The Invisible Life of Addie LaRue | Book Review
For months now I have known that I'd want to review this book, but it wasn't until I started reading it that I saw just how hard it would be to do that.
If you've read any of my reviews you know that I tend to have a rational approach to the books review, trying to be as impartial as I can. I talk about the plot, the characters, the writing. If the book touched me in any way I talk about what I felt and, if it didn't, I say the reasons why but also say why anyone else could like it even if I didn't.
If I'm being rational about this book, simply analysing everything I mentioned above, it wouldn't be my favourite V. E. Schwab book. But as Victoria herself says it, she makes her books different from one another so that you can't compare apples to apples, instead, you have to compare apples to oranges, or pears, which means that two books don't have to live up to the same expectations, the same standards, because they are simply two different things.
And I can't be rational about this book, because the reason I loved as far as to say it is my favourite V. E. Schwab book, was because of how much I connected to it and how it made me FEEL.
The Invisible Life of Addie LaRue is about a 23-year old named Addie, who wants to escape her life in a small French town and wants to live, be free. So she makes a deal with the darkness to live forever. The caveat: she'll be forgotten by everyone she ever meets. Until, one day, 300 years later, a boy named Henry remembers.
Even if you're familiar with Schwab's writing like I am, this is different from all her other books. It's still beautifully written, lyrical, and immersive, but this isn't a story much focused on plot. It is a story based on characters, and what they feel. There isn't much about the writing that I can talk about because I'll always be biased. Victoria is my favourite author, she's the one I will always read as long as she keeps writing, and I feel like that's such a personal thing, whether or not you connect with ones writing.
So let's talk about the characters. As I said, what makes this story is its characters, their motivations and feelings, the emotional journey you go through with them. Addie is a dreamer, fierce, hopeful, and resilient, who wants to live so much she'd rather be forgotten than not live at all. Whilst Henry is hopeless. He's spent his whole life trying to fit in, to find his path, figure out where he belongs. I loved this book so much because I saw myself in both of them.

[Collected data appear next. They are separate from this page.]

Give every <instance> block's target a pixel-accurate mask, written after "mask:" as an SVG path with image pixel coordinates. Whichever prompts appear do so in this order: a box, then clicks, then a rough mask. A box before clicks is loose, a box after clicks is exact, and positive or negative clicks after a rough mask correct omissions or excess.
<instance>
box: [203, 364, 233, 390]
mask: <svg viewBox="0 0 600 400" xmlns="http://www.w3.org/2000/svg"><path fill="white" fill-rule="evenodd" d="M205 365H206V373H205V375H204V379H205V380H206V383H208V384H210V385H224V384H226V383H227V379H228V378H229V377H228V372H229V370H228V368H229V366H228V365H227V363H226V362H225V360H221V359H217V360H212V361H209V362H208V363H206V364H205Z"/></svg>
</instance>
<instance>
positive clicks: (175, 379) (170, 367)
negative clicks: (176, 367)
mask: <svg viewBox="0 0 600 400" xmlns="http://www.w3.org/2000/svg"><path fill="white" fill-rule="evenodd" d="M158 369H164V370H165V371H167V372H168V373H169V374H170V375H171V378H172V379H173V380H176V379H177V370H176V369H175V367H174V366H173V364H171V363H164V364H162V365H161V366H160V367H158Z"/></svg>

I saw myself in Addie, as she was so afraid of the life set out for her, she prays to whichever god will listen. The struggle to be remembered, to leave a mark in the world. In her constant need and worry about being forgotten by everyone, about not making a difference. But I mostly saw myself in Henry. In his hopelessness, in feeling lost, not knowing where to go. I related to his depression and his anxiety, to his constant feeling and worry about not being enough, not knowing which path to take in life. And I saw myself in the root of both their fears, terrified of the passing of the time, the feeling that it's going by and I'm wasting it away.
And that's why I can't be rational about this book, because Addie LaRue threw open a door and showed me all my flaws, my fears, my dark thoughts and struggles and doubts and made me feel seen, and heard, and understood.
If you've ever struggled with who you are versus who you want to be, worried about wasting your life away, about not knowing which road to follow, this book is for you. It felt uncomfortable, to see all my insecurities on a page like that, not being able to ignore them or look away. But it also feels great to know you're not alone and to normalise your feelings so you feel like maybe, you belong.
There was one thing I didn't like about this book, and it was the ending. I can't say why without spoiling it but let's just say it had one of my all-time least favourite tropes. One of the few things I can't stand in books, TV series or films, doesn't matter how well it is done. And even though this is done well, and it makes perfect sense, I didn't like it, because it's one of the few things that immediately removes me from a story. It did tie it off nicely with a bow, but it wasn't what I expected to happen and it threw me off a bit.
I gave this book 4.5/5 ⭐️. It's one that will stay for me for years and years and I see myself rereading it over and over again. I saw recently someone talking about their favourite books according to their age and if The Perks of Being a Wallflower is my teenagehood favourite book, The Invisible Life of Addie LaRue is quick to become my favourite adulthood one because both gave me what I needed when I needed it, nestling themselves in my heart to never leave.